Back to Coreutils

Benchmarking cut

src/uu/cut/BENCHMARKING.md

0.8.01.7 KB
Original Source

Benchmarking cut

Performance profile

In normal use cases a significant amount of the total execution time of cut is spent performing I/O. When invoked with the -f option (cut fields) some CPU time is spent on detecting fields (in Searcher::next). Other than that some small amount of CPU time is spent on breaking the input stream into lines.

How to

When fixing bugs or adding features you might want to compare performance before and after your code changes.

  • hyperfine can be used to accurately measure and compare the total execution time of one or more commands.

    shell
    cargo build --release --package uu_cut
    
    hyperfine -w3 "./target/release/cut -f2-4,8 -d' ' input.txt" "cut -f2-4,8 -d' ' input.txt"
    

    You can put those two commands in a shell script to be sure that you don't forget to build after making any changes.

When optimizing or fixing performance regressions seeing the number of times a function is called, and the amount of time it takes can be useful.

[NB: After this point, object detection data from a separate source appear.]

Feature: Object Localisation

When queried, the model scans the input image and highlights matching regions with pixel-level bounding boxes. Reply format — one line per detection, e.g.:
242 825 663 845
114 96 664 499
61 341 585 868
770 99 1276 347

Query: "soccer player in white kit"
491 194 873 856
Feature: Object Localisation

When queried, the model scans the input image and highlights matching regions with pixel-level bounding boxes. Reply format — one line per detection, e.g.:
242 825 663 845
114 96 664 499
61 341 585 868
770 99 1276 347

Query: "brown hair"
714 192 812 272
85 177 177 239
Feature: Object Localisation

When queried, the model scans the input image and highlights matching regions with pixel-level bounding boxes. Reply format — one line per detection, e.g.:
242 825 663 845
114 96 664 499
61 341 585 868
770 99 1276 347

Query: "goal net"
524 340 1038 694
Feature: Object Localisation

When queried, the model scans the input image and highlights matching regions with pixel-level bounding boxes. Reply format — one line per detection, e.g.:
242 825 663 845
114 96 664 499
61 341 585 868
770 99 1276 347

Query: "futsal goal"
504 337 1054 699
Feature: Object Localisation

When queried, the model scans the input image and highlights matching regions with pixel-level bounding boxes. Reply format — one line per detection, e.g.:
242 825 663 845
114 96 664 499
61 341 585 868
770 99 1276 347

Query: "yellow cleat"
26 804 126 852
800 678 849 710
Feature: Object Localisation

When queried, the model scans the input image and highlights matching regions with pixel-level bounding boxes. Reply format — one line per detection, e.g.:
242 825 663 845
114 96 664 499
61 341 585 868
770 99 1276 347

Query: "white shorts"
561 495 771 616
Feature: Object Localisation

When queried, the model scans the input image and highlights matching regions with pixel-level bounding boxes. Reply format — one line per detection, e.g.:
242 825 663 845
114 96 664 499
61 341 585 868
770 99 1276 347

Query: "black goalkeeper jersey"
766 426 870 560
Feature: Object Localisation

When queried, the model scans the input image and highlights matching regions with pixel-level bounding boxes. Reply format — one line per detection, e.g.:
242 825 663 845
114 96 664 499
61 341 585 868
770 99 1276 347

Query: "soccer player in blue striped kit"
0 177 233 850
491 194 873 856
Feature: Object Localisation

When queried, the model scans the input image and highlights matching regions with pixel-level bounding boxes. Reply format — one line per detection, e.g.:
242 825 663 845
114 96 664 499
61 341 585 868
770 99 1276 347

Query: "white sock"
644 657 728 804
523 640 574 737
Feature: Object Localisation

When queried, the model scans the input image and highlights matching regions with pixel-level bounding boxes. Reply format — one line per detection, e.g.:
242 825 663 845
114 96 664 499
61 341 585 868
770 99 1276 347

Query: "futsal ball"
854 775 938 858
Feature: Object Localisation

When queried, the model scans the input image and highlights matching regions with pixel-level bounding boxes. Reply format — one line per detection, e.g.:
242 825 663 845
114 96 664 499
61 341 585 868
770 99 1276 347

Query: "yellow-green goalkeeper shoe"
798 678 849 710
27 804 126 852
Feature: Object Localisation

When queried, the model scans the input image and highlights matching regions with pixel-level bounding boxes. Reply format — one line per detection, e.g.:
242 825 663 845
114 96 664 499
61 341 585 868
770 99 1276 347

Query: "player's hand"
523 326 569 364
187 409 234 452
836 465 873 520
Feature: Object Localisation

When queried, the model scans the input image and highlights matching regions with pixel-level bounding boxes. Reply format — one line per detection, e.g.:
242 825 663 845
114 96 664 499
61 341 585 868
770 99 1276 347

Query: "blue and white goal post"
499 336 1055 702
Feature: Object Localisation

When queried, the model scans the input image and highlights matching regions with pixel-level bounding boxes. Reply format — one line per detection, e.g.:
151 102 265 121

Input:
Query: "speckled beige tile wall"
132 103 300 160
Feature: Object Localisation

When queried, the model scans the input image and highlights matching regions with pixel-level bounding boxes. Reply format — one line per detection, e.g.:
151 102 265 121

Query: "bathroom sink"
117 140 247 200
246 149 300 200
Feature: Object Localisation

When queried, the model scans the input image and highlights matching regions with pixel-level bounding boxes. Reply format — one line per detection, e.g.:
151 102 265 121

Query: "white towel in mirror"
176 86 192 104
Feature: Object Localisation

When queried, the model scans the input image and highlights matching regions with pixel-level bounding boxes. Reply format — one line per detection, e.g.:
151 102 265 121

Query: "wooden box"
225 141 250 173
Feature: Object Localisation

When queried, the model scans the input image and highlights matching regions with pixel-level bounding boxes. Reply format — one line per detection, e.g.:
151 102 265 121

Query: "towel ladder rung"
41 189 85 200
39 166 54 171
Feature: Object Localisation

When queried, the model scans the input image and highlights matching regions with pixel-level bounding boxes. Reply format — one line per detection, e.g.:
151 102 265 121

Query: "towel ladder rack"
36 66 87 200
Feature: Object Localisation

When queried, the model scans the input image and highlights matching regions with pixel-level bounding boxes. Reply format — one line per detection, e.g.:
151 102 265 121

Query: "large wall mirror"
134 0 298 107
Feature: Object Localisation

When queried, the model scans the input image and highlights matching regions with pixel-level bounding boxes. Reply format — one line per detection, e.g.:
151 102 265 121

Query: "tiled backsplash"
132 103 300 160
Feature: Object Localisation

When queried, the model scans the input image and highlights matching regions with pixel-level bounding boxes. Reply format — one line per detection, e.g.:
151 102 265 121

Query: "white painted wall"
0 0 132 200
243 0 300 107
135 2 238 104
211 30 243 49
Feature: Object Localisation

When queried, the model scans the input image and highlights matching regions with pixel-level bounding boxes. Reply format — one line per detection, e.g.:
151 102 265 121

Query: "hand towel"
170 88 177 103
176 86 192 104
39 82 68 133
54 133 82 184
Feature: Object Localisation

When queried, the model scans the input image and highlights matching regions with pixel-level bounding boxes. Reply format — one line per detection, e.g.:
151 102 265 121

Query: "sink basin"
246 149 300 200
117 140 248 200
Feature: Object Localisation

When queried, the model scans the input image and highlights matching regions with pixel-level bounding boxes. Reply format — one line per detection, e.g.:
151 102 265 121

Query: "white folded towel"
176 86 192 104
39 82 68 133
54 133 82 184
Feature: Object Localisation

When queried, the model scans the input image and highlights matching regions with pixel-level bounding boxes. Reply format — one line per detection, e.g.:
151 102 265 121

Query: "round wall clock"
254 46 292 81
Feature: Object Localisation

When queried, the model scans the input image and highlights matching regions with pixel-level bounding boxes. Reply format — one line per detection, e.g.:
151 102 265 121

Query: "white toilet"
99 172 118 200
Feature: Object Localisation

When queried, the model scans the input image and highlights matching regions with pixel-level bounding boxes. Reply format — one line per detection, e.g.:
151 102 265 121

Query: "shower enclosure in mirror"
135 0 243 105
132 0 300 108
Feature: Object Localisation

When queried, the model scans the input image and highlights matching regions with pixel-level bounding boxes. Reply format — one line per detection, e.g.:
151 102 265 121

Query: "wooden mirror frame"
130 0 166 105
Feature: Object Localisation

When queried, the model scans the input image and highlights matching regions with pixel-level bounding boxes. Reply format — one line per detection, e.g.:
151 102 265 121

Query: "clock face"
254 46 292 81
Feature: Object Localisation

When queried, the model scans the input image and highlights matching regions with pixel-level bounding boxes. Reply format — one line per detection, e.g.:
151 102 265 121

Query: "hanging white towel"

  • cargo flamegraph generates flame graphs from function level metrics it records using perf or dtrace

    shell
    cargo flamegraph --bin cut --package uu_cut -- -f1,3-4 input.txt > /dev/null
    

What to benchmark

There are four different performance paths in cut to benchmark.

  • Byte ranges -c/--characters or -b/--bytes e.g. cut -c 2,4,6-
  • Byte ranges with output delimiters e.g. cut -c 4- --output-delimiter=/
  • Fields e.g. cut -f -4
  • Fields with output delimiters e.g. cut -f 7-10 --output-delimiter=:

Choose a test input file with large number of lines so that program startup time does not significantly affect the benchmark.